La amistad se
despereza en verano e invade las terrazas. La temperatura es propicia, los
ánimos reclaman aire libre, cañas y conversación. Algunos, quizás, prefieren
tinto con gaseosa o un albariño que refresque las ideas y suelte las lenguas;
acaso, una de rabas para no beber con el estómago vacío. Todo es posible. Sobre
la mesa poco iluminada -lo dice mejor Gil de Biedma: “con la botella/ medio
vacía, los ceniceros sucios,/ y después de agotado el tema de la vida”-, los
amigos posan su verdad íntima de muchos años. Nadie puede penetrar en ese espacio
en el que, poco a poco, asoma la madrugada. El placer compartido, el lenguaje
propio que no se deja arrebatar por las consignas o los discursos. Las
interrupciones, las carcajadas que rematan una anécdota. Estamos todos juntos,
que también evocaba el poeta barcelonés en otro de sus versos. Lo estamos y nos
basta.
Uno piensa en ello
sentado en una butaca de la sala Argenta del Palacio de Festivales de
Santander, mientras la Orquesta Sinfónica de Castilla y León interpreta el tema
principal de la banda sonora de la película ‘La vida es bella’, compuesta por
Nicola Piovani. Sorprende comprobar cómo los cambios sociales y políticos
afectan a la opinión generalizada sobre una obra de arte. En el momento de su
estreno -año 1997-, todo fueron elogios hacia Roberto Benigni y su peculiar versión
del Holocausto. Ya saben: un hombre trata de convencer a su hijo de que la
espantosa experiencia que ambos viven como prisioneros en un campo de
exterminio nazi es, en realidad, un concurso.
Los ‘felices noventa’
propiciaron estas aproximaciones optimistas a la catástrofe. Occidente,
liberado de la Guerra Fría, no tenía ganas de sufrir. No era tiempo de crisis
económica y el yihadismo no había golpeado aún en el corazón de Europa y de
Estados Unidos. Hoy, todo ha cambiado. Para empezar, ‘La vida es bella’ se
recuerda con desdén. Lo políticamente correcto rechaza la “frivolidad” con la
que Benigni retrata la Segunda Guerra Mundial. El humor parte ya de la ideología.

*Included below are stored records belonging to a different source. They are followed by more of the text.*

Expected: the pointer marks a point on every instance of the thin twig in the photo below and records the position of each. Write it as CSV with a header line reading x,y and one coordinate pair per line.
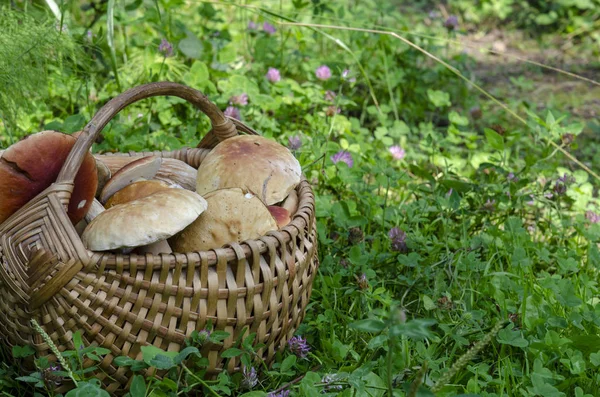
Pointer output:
x,y
453,70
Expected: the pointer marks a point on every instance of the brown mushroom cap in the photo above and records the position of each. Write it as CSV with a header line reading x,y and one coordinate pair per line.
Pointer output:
x,y
136,191
32,164
144,221
253,163
280,214
232,216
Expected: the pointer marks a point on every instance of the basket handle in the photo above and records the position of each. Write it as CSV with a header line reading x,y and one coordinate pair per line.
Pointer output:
x,y
222,127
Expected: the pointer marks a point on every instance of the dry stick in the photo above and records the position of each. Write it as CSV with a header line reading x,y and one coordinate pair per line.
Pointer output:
x,y
450,41
453,70
508,55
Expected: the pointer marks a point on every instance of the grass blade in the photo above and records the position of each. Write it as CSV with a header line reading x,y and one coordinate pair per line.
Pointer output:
x,y
110,35
55,9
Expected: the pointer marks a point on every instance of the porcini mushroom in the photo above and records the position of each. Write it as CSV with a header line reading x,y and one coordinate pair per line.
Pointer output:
x,y
280,214
104,176
232,216
144,221
253,163
33,164
144,168
135,191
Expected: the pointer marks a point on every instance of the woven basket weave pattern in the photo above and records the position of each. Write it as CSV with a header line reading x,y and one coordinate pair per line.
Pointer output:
x,y
123,302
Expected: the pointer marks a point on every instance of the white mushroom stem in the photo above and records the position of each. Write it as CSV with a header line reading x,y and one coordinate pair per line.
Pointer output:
x,y
96,209
177,172
104,176
291,202
144,168
172,171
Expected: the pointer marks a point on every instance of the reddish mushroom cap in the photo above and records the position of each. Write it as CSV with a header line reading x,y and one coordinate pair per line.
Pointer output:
x,y
32,164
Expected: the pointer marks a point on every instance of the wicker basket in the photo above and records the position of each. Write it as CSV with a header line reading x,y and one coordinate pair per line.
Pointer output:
x,y
123,302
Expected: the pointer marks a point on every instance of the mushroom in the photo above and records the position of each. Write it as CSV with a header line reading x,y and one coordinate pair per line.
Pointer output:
x,y
136,191
144,168
280,214
232,216
33,164
291,202
178,172
253,163
95,209
171,170
143,221
104,176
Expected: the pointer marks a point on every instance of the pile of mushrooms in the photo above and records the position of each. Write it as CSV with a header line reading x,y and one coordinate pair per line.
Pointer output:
x,y
244,188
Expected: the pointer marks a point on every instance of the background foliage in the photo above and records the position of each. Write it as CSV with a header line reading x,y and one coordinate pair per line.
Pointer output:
x,y
459,243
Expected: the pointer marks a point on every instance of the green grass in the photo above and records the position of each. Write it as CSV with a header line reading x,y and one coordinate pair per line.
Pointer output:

Es siniestro, no cabe duda, pero eficaz.
Lo interesante, sin
embargo, de ‘La vida es bella’ es su reivindicación del lenguaje privado frente
al avance inmisericorde del totalitarismo. Los protagonistas se comunican sin
asumir el rol que les imponen sus represores. Ese es el hallazgo, la virtud
extraordinaria de la cinta. Quizás, valga la pena rescatar hoy esa actitud,
recuperar los espacios donde la ortodoxia aún no penetra y combatir el
pensamiento único. Un almuerzo, una cena o un paseo, sin que quepan expresiones
como “empoderamiento”, “soberanía”, “derecho a decidir”, “reestructuración de
la deuda”, “bolivarianos”… La mesura y el respeto; la confianza de sentarse
juntos contra la lógica artificial del mitin y el eslogan; es decir, del
conflicto. La felicidad que brota en verano, en buena compañía, sentados a la
mesa. Para disfrutar de la belleza que ellos desconocen.
*Columna publicada el 13 de agosto de 2015 en EL DIARIO MONTAÑÉS.